My university, on the other hand, did not let me down. Honestly, I have no understanding of the system, protocols, or resources, but all I know is that my studies were not hindered, even online.

As life went on, laden with the anxiety and uncertainty that came with the pandemic, it was the most delightful yet useful distraction I’ve ever undertaken.

Sitting behind my computer, I still made friends with strangers. I still learned and explored the concept of being a mission-driven leader, even in the midst of a pandemic.

I was offered a reason to continue, rather than sitting idle in my room waiting for the next meal. I opened my heart to the new reality, the “virtual” way of life that we should all embrace at some point or be left behind.

I studied the first year and a half of my long-awaited college life, online, although I still believed it wouldn’t last. Me too, I was fed up with the weather.

I embraced distractions, procrastination, and multitasking with open arms, and sleep gradually conquered my eyes, especially during afternoon classes.

Who was I kidding, though? Wasn’t that the long-awaited responsibility I was now giving up? Wasn’t it true that I was giving up when no one else had, at least not my university, my country, my parents?

My old high school classmates hadn’t gone on to college, and here I was wasting my opportunity.

I had to pull myself together quickly, lest my grades suffer and I go back to the village (home hehe) without keeping my promise! I would choose to stay in my comfort zone and rest my mission.

Nope! It was “difficult” but I couldn’t afford to stop. Now that I’ve finished my second year, I wonder…

Why me? It’s a question we usually ask when we’re on the brink of disaster, wondering why the events in our lives aren’t as joyous as we think they deserve, or are we mistaking the comparison!

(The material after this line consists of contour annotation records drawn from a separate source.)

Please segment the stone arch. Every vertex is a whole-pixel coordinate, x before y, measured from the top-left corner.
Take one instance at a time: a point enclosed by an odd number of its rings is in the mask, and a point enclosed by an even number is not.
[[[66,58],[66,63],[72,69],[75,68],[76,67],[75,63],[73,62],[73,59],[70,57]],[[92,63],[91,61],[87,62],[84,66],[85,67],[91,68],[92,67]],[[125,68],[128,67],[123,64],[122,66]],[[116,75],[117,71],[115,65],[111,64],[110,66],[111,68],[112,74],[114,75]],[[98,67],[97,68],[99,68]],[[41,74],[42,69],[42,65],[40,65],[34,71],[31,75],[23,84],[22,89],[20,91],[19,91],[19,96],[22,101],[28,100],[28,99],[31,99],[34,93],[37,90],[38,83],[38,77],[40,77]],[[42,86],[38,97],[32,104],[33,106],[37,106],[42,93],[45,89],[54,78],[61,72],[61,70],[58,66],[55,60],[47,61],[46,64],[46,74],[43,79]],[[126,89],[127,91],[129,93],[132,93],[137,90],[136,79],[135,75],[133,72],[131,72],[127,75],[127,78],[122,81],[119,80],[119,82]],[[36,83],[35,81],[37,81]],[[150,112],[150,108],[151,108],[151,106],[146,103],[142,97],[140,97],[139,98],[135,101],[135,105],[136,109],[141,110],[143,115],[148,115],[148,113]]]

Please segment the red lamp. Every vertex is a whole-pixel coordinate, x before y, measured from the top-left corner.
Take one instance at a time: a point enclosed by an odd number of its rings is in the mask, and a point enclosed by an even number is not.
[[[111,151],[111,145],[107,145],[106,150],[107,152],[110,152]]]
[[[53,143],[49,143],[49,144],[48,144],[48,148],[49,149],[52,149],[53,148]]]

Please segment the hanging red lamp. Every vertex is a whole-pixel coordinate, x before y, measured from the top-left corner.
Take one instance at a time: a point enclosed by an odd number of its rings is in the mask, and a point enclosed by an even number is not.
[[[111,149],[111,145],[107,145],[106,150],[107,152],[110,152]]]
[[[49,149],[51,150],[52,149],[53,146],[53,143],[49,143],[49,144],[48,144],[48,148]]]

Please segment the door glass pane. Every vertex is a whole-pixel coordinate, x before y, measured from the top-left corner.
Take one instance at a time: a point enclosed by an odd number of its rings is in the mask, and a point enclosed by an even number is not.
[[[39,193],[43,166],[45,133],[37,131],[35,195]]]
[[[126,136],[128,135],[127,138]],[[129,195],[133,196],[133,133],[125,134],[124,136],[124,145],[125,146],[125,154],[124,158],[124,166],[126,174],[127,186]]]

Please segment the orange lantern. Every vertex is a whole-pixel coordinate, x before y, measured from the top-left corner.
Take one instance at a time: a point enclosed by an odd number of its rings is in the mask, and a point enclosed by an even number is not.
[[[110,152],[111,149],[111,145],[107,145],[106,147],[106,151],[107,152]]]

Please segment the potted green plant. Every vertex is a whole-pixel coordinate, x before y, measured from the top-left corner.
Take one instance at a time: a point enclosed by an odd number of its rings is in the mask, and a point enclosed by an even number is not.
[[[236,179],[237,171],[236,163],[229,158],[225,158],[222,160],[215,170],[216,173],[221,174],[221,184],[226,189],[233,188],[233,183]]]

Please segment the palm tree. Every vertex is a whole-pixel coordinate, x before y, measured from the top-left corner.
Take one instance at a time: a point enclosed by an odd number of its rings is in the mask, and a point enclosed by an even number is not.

Often, we take comfort in knowing that the experiences of others have been much worse than our own. But this time, we might ask ourselves, “Why us? as a way to be thankful for surviving the pandemic so far and being alive in this age of technology.

We could think about how to take advantage of the opportunities offered by e-learning. So why us? It’s not by chance, that’s for sure.

It might have been easier to put life as we know it on hold as we juggle the pandemic, but being “online” comes with a responsibility. With all the investments made, the infrastructure in place, and all the details that I will probably never list or understand. One thing is certain, even a pandemic would not stop us!